Conservation advocates cheered the August passage of Gardner’s Great American Outdoors Act, which secured full, mandatory funding for the LWCF, which had previously faced chronic shortfalls as revenues intended for the program were diverted elsewhere by lawmakers.
But concerns have mounted over the Trump administration’s implementation of the GAOA since the Interior Department missed a Nov. 2 deadline to submit a list of projects to be funded through the LWCF in the next fiscal year. Officials eventually submitted the list to Congress a week late, but conservation groups said it missed the mark in its composition and lack of detail.
“The administration has utterly blown its shot at implementing this historic conservation and recreation law, whiffing on three separate chances to get this right,” Drew McConville, senior managing director of government relations at The Wilderness Society, said in a statement.
Neither Gardner nor the Interior Department immediately responded to requests for comment.
Conservation advocates and some members of Congress have expressed hope that lawmakers will “honor the intent” of the GAOA by funding a full slate of LWCF proposals in a lame-duck appropriations bill. But Bernhardt’s order appeared to reassert his department’s authority over the process, instructing federal agencies that their expenditures on LWCF projects should be “consistent with the account, program, and project allocations established by the President.”
The National Wildlife Federation called Friday’s order “a giant step backward” for conservation efforts across the country.
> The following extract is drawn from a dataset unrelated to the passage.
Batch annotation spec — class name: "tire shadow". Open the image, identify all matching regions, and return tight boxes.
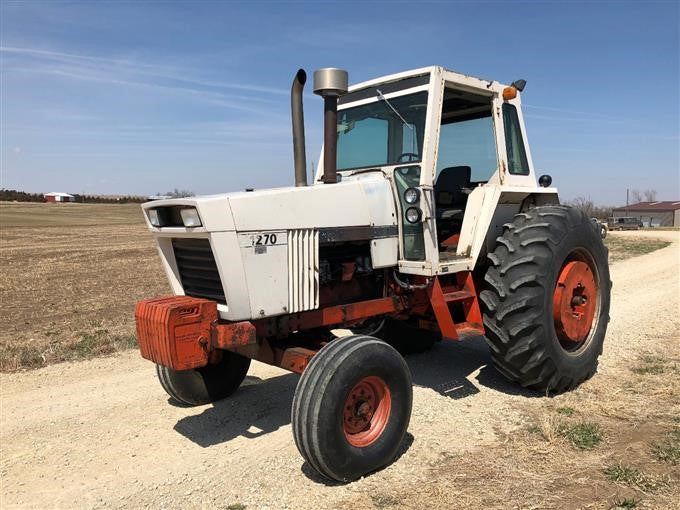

“This is yet another example of how this administration has tried to thwart conservation at every turn,” Tracy Stone-Manning, the NWF’s associate vice president for public lands, said in a statement. “We look forward to working with a new Secretary of the Interior to fix this order so the conservation program can reach its full potential, as intended by the overwhelming bipartisan majority in Congress which voted for its permanent funding just a few months ago.”